# Libertas 20” 3spd road bike pics



## redline1968 (Nov 5, 2019)

Had a little time so I got some pics on this 20” 3spd original...rolls and work just like it should...


----------



## juvela (Nov 5, 2019)

-----

Thanks for posting.

Have not before encountered this technique of using a transfer to suggest a lug on a lugless frame.

Is the transfer present on the NDS seat stay cap?

Pedal set is Sheffield Corsa model Nr. 655 (Italy)

Chainstay stop is Shimano 333; the only Asian fitting on the cycle, from what can be seen.

Are you able to read any markings on the wheel rims?

Once again we appear to be in the early 1970's here.  ~1974 was the final year for this pattern of Huret shift lever.

Did this machine also come from Roger's?

Thanks again!   

-----


----------



## bricycle (Nov 6, 2019)

so neat, you have every wheel size made?


----------



## redline1968 (Nov 6, 2019)

Thanks.  No it was a package deal when I bought a track bike awhile back.  I thought these are very cool and unusual and easy to display..


bricycle said:


> so neat, you have every wheel size made?

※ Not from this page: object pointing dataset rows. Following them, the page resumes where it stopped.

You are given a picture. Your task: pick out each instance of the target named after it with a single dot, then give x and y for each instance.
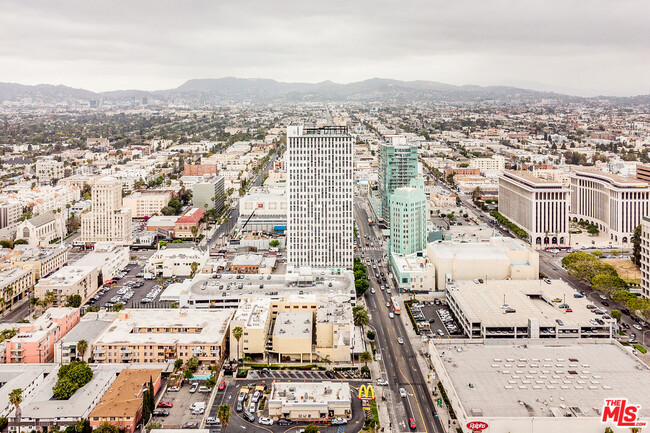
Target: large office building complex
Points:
(398, 164)
(540, 207)
(615, 204)
(107, 221)
(408, 219)
(320, 183)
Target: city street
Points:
(398, 361)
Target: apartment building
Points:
(70, 280)
(121, 405)
(408, 218)
(613, 203)
(320, 188)
(495, 163)
(183, 226)
(34, 342)
(48, 170)
(199, 169)
(107, 221)
(10, 211)
(15, 284)
(398, 164)
(164, 335)
(209, 193)
(146, 204)
(540, 207)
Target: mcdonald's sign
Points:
(366, 392)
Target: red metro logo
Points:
(477, 426)
(621, 414)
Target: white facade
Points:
(538, 206)
(107, 221)
(320, 189)
(615, 204)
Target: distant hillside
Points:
(230, 89)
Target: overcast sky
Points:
(587, 47)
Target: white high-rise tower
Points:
(320, 190)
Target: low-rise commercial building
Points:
(546, 387)
(121, 405)
(311, 401)
(34, 342)
(499, 259)
(146, 204)
(70, 280)
(523, 309)
(15, 284)
(176, 261)
(614, 204)
(154, 335)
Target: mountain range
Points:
(229, 89)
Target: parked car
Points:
(265, 421)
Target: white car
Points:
(265, 421)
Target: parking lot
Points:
(180, 412)
(437, 317)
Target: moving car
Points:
(265, 421)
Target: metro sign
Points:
(621, 414)
(477, 426)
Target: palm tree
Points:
(82, 345)
(15, 398)
(224, 414)
(365, 357)
(237, 333)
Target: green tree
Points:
(607, 283)
(365, 357)
(224, 414)
(237, 333)
(15, 398)
(82, 346)
(636, 246)
(73, 301)
(193, 363)
(360, 316)
(106, 428)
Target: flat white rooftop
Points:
(525, 380)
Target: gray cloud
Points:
(587, 47)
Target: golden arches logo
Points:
(366, 392)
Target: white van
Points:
(197, 405)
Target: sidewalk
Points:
(420, 348)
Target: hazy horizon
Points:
(552, 45)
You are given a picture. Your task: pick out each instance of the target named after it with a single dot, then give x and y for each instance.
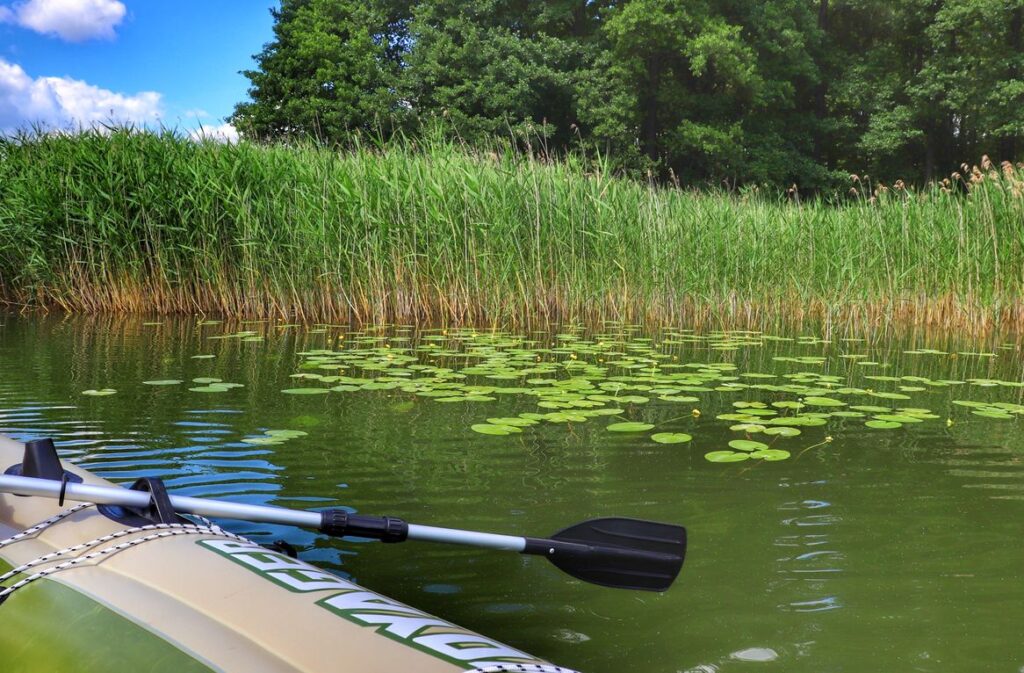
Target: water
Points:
(881, 550)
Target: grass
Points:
(132, 221)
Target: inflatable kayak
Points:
(100, 588)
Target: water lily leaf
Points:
(771, 455)
(630, 427)
(782, 431)
(513, 421)
(823, 402)
(747, 445)
(883, 425)
(671, 437)
(889, 395)
(992, 413)
(726, 457)
(489, 428)
(897, 418)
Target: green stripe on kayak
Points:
(50, 627)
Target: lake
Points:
(887, 535)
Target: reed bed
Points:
(439, 234)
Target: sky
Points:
(155, 62)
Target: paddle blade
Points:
(624, 553)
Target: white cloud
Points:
(221, 133)
(74, 20)
(61, 101)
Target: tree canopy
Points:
(775, 91)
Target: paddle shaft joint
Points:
(340, 523)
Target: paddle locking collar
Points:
(339, 523)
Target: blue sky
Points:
(150, 61)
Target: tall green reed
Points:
(142, 221)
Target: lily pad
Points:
(771, 455)
(782, 431)
(823, 402)
(883, 425)
(747, 445)
(630, 427)
(671, 437)
(726, 457)
(489, 428)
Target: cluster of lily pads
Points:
(574, 379)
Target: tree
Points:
(331, 69)
(701, 91)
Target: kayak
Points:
(100, 588)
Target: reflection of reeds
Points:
(142, 222)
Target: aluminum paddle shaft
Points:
(333, 521)
(624, 553)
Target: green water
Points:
(882, 550)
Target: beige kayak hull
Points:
(206, 602)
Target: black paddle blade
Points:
(625, 553)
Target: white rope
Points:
(166, 531)
(198, 530)
(522, 668)
(42, 526)
(163, 531)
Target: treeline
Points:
(720, 91)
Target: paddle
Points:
(625, 553)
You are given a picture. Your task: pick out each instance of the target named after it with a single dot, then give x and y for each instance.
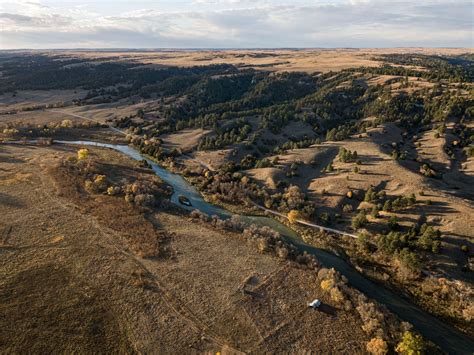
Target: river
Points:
(432, 328)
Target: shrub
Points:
(377, 346)
(145, 200)
(293, 215)
(326, 285)
(10, 131)
(411, 344)
(363, 242)
(393, 223)
(387, 206)
(347, 208)
(359, 221)
(336, 295)
(82, 154)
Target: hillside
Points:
(376, 144)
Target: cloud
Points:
(244, 23)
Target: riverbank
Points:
(428, 325)
(207, 290)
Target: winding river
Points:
(432, 328)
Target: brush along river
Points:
(432, 328)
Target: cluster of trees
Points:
(237, 133)
(404, 246)
(345, 155)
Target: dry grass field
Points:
(308, 60)
(72, 281)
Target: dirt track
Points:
(60, 263)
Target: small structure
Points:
(314, 304)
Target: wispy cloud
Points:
(241, 23)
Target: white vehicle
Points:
(314, 304)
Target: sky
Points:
(39, 24)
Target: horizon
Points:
(177, 49)
(234, 24)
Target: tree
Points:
(82, 154)
(359, 221)
(377, 346)
(293, 215)
(411, 344)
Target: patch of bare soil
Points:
(72, 280)
(186, 140)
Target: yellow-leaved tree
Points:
(293, 215)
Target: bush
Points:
(411, 344)
(359, 221)
(82, 154)
(293, 215)
(377, 346)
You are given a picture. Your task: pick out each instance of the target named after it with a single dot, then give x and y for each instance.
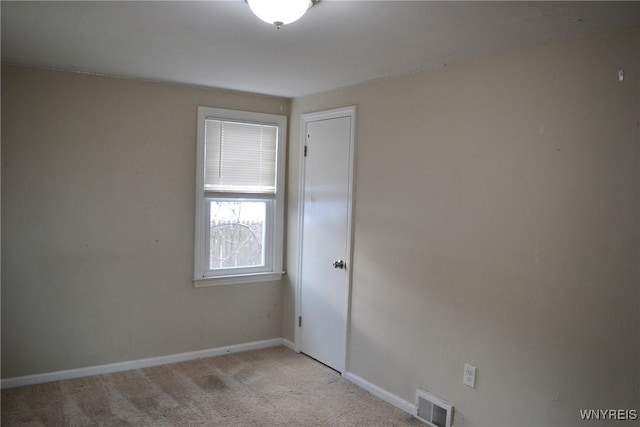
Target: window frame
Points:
(274, 233)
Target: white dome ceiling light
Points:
(280, 12)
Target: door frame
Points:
(304, 119)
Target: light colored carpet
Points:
(270, 387)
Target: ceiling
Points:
(336, 44)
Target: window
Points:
(239, 197)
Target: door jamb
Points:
(304, 119)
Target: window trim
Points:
(275, 228)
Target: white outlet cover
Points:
(469, 378)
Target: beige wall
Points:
(98, 217)
(496, 223)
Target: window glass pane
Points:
(240, 157)
(236, 233)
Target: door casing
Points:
(306, 118)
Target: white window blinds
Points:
(240, 157)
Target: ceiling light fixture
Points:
(280, 12)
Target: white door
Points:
(326, 236)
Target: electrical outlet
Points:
(469, 377)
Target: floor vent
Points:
(432, 410)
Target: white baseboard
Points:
(137, 364)
(381, 393)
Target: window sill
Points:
(204, 282)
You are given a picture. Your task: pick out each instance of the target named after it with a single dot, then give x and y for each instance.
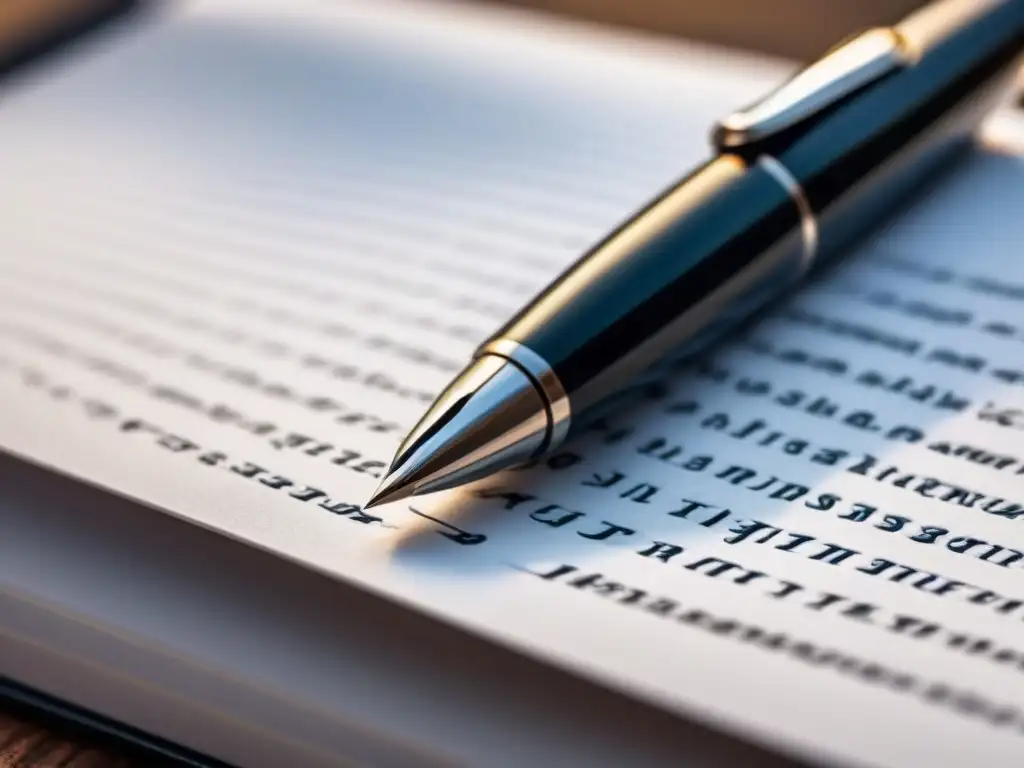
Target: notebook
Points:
(246, 243)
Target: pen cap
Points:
(864, 157)
(704, 254)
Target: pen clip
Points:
(843, 71)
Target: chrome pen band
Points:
(544, 376)
(808, 224)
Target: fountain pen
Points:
(794, 179)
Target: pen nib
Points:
(489, 418)
(394, 486)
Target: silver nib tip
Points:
(489, 418)
(390, 489)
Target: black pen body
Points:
(706, 253)
(730, 237)
(863, 159)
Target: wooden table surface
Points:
(27, 744)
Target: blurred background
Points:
(794, 29)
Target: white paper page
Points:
(245, 246)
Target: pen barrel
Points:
(701, 256)
(866, 158)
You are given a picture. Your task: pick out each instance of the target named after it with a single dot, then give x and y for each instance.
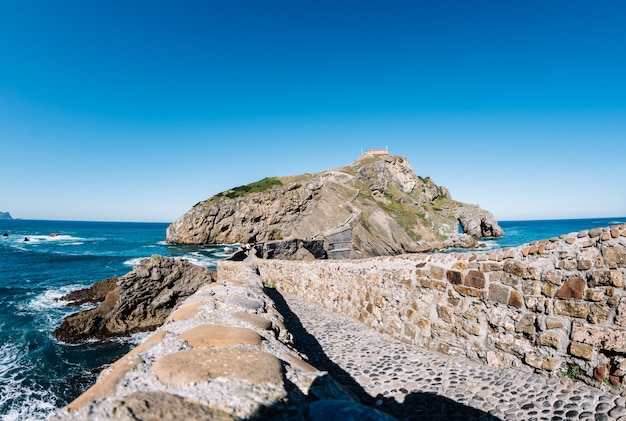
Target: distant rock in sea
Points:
(376, 206)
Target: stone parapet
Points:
(548, 305)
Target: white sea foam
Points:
(18, 402)
(134, 261)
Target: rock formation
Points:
(138, 301)
(374, 206)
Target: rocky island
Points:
(376, 206)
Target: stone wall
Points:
(550, 305)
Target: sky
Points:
(137, 110)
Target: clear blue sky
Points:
(137, 110)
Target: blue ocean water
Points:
(39, 374)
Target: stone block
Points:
(535, 303)
(552, 276)
(437, 272)
(515, 267)
(454, 277)
(573, 288)
(255, 320)
(606, 278)
(533, 360)
(516, 300)
(499, 293)
(580, 350)
(214, 335)
(551, 363)
(614, 257)
(620, 313)
(532, 287)
(490, 267)
(571, 308)
(549, 290)
(527, 325)
(474, 279)
(468, 291)
(601, 337)
(205, 364)
(599, 313)
(554, 323)
(445, 313)
(508, 279)
(595, 295)
(553, 339)
(187, 312)
(595, 232)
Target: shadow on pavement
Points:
(416, 405)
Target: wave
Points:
(18, 400)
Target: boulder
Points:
(140, 301)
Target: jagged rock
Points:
(478, 223)
(140, 301)
(94, 294)
(377, 202)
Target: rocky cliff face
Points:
(379, 202)
(136, 302)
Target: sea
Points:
(40, 261)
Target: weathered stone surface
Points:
(214, 335)
(614, 257)
(527, 325)
(186, 312)
(254, 319)
(499, 293)
(602, 337)
(620, 314)
(204, 364)
(475, 279)
(516, 300)
(454, 277)
(581, 351)
(571, 309)
(515, 267)
(159, 406)
(142, 300)
(573, 288)
(107, 382)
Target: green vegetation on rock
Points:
(258, 186)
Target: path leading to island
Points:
(413, 384)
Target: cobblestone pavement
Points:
(411, 383)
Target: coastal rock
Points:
(140, 301)
(478, 223)
(375, 206)
(92, 295)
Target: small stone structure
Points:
(549, 305)
(378, 152)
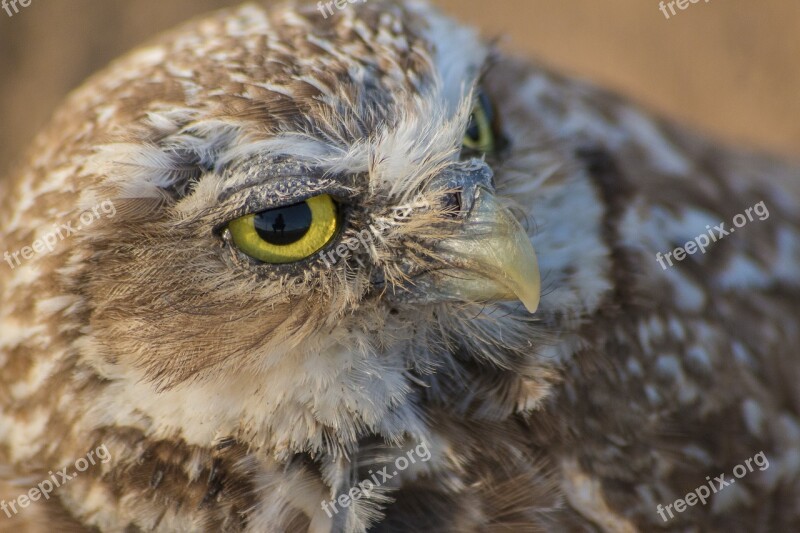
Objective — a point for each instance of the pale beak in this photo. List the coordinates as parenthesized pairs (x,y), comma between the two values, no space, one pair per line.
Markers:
(491,259)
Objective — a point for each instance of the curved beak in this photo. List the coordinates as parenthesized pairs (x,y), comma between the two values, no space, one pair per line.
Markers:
(491,259)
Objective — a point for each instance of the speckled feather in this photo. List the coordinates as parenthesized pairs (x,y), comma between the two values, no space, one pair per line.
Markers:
(238,398)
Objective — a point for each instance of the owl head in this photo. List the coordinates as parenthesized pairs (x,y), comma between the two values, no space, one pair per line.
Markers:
(316,228)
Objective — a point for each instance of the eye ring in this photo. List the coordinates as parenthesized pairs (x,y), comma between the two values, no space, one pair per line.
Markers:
(287,234)
(484,133)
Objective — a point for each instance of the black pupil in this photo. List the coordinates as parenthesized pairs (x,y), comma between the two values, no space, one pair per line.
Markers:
(473,131)
(284,225)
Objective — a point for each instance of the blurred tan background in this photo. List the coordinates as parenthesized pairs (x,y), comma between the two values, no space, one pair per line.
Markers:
(728,67)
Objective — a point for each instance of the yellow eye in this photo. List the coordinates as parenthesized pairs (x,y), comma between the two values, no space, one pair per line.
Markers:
(286,234)
(480,135)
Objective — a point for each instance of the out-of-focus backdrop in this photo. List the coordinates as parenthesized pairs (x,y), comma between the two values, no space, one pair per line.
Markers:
(729,68)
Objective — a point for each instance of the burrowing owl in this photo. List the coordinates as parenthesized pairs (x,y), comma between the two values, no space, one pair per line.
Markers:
(276,272)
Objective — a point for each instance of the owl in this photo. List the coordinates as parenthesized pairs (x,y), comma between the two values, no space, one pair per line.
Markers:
(291,269)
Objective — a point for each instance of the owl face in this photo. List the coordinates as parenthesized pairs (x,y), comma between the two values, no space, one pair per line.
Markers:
(312,231)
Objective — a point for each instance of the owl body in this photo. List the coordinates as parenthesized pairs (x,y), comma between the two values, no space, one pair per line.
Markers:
(236,395)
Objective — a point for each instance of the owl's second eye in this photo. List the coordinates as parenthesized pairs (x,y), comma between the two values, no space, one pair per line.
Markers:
(483,132)
(286,234)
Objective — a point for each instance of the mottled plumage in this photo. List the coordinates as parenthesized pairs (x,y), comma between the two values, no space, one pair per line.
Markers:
(234,396)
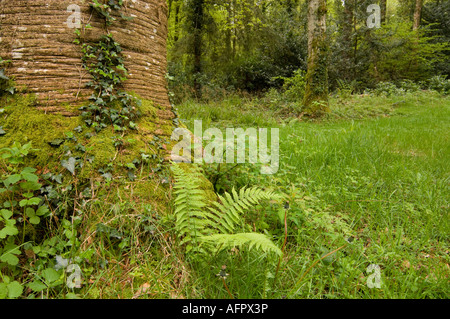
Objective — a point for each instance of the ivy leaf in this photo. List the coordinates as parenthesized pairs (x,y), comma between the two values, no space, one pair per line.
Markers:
(9,256)
(42,210)
(69,164)
(9,229)
(12,179)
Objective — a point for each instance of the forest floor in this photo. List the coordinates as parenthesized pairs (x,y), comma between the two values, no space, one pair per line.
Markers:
(367,189)
(375,170)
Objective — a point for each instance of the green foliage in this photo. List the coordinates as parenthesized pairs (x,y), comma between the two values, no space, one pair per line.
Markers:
(439,83)
(103,60)
(402,54)
(105,8)
(252,240)
(109,105)
(294,87)
(6,85)
(199,220)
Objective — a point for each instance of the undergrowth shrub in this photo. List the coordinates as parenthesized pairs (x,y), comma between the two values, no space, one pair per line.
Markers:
(205,226)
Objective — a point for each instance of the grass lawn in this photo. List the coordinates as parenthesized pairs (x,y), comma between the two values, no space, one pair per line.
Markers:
(376,170)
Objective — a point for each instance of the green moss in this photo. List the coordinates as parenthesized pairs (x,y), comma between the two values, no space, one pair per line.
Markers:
(24,123)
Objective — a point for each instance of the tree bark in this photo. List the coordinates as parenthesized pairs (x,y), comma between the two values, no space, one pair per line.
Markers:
(197,21)
(417,14)
(36,36)
(315,101)
(383,6)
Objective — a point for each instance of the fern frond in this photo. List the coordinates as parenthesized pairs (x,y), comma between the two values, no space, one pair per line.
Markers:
(232,206)
(252,240)
(190,202)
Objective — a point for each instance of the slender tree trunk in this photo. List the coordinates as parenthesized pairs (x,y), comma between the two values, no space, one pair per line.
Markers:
(197,21)
(417,14)
(315,101)
(347,30)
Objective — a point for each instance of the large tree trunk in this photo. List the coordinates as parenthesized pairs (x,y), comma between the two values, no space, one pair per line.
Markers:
(196,21)
(315,101)
(417,14)
(35,35)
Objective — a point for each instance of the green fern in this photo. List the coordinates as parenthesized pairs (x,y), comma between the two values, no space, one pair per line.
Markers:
(198,221)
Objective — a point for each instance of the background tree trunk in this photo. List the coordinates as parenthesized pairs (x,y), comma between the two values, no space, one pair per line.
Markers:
(35,35)
(315,101)
(383,6)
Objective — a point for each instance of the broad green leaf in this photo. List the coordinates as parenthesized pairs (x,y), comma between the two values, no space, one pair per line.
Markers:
(9,230)
(6,214)
(30,212)
(42,210)
(35,220)
(34,201)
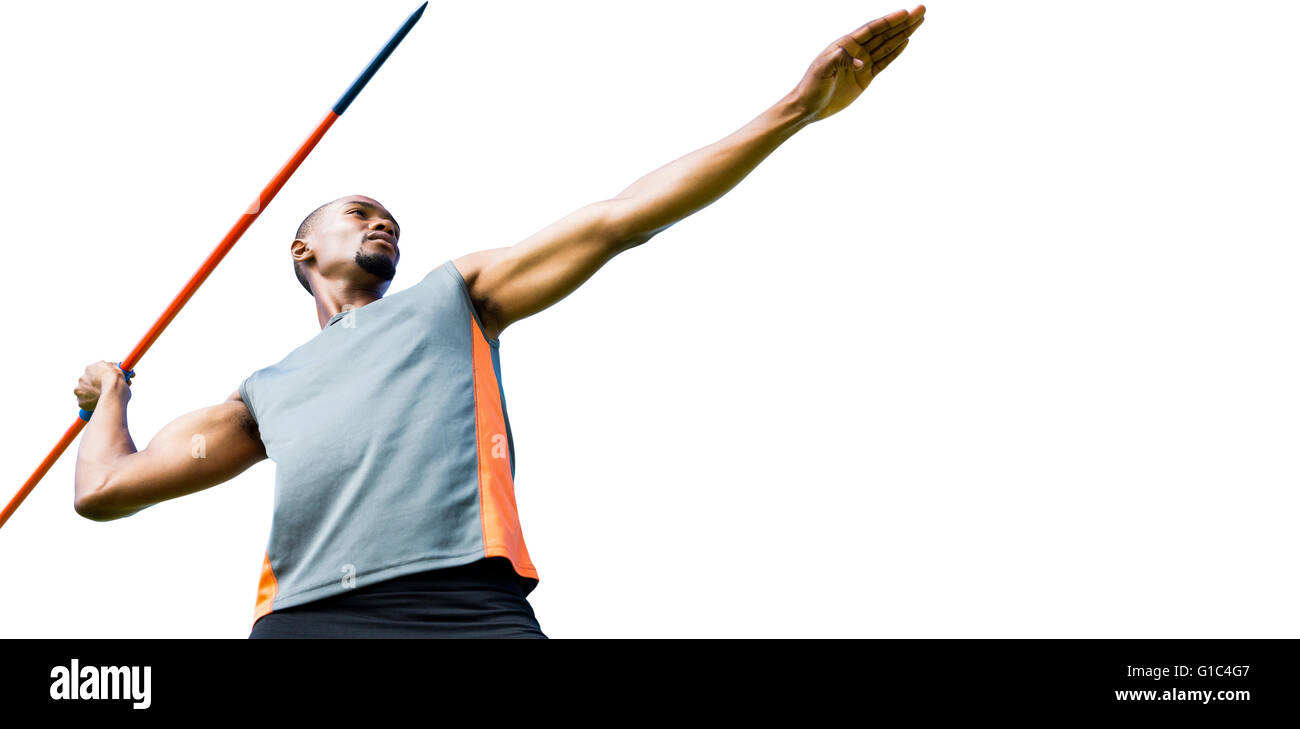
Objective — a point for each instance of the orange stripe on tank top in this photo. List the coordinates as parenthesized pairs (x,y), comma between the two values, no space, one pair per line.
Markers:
(501,529)
(267,589)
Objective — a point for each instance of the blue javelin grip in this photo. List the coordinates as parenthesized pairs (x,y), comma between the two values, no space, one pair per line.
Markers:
(85,413)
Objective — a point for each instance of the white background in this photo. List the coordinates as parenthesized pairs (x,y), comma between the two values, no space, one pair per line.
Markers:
(1006,348)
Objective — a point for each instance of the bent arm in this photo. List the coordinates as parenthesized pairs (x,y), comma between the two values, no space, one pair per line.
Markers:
(195,451)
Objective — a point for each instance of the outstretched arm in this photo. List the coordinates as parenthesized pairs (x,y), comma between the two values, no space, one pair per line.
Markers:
(515,282)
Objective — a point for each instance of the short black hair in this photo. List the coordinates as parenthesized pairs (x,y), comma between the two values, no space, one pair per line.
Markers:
(306,229)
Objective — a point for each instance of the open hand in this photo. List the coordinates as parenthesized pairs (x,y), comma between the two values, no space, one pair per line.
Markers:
(843,72)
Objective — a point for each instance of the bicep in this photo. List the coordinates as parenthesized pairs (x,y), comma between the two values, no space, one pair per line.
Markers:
(193,452)
(515,282)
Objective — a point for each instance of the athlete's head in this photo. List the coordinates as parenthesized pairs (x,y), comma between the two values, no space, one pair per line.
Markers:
(346,241)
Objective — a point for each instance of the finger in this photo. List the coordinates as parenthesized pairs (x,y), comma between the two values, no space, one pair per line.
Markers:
(901,31)
(879,25)
(889,47)
(880,65)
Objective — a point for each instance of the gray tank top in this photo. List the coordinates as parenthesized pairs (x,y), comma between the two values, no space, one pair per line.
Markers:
(391,446)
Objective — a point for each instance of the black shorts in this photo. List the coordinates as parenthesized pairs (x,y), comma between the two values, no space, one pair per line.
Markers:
(482,599)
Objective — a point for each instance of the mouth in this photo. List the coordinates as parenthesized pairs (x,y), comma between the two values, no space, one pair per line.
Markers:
(384,238)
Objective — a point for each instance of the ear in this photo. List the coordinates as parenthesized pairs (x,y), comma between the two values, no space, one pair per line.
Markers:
(300,251)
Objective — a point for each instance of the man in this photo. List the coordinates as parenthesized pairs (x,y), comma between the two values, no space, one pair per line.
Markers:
(394,486)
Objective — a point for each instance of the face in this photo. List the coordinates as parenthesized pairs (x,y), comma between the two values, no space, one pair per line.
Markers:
(355,241)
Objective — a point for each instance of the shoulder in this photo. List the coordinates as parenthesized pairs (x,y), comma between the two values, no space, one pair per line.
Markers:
(472,267)
(472,264)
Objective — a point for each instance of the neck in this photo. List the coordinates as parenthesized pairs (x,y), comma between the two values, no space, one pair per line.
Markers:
(333,298)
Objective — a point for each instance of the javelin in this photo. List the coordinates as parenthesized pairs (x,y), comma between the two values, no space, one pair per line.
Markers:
(246,220)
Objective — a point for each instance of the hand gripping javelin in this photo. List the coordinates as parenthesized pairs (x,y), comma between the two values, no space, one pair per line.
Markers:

Yes there is a decal on the caps but they are flaking off.   No markings on the rims...It is a strange little bike wonder if it was a special offer.. has to be rare...


juvela said:


> -----
> 
> Thanks for posting.
> 
> ...


----------



## non-fixie (Nov 7, 2019)

I love it! 

I have a soft spot for "verticallly-challenged human" (or whatever the politically-correct way of describing kids is, these days) versions of racing bikes ...





... and for Libertas. QED:


----------



## redline1968 (Nov 7, 2019)

Nice.  Be cool to see a full set of them..


----------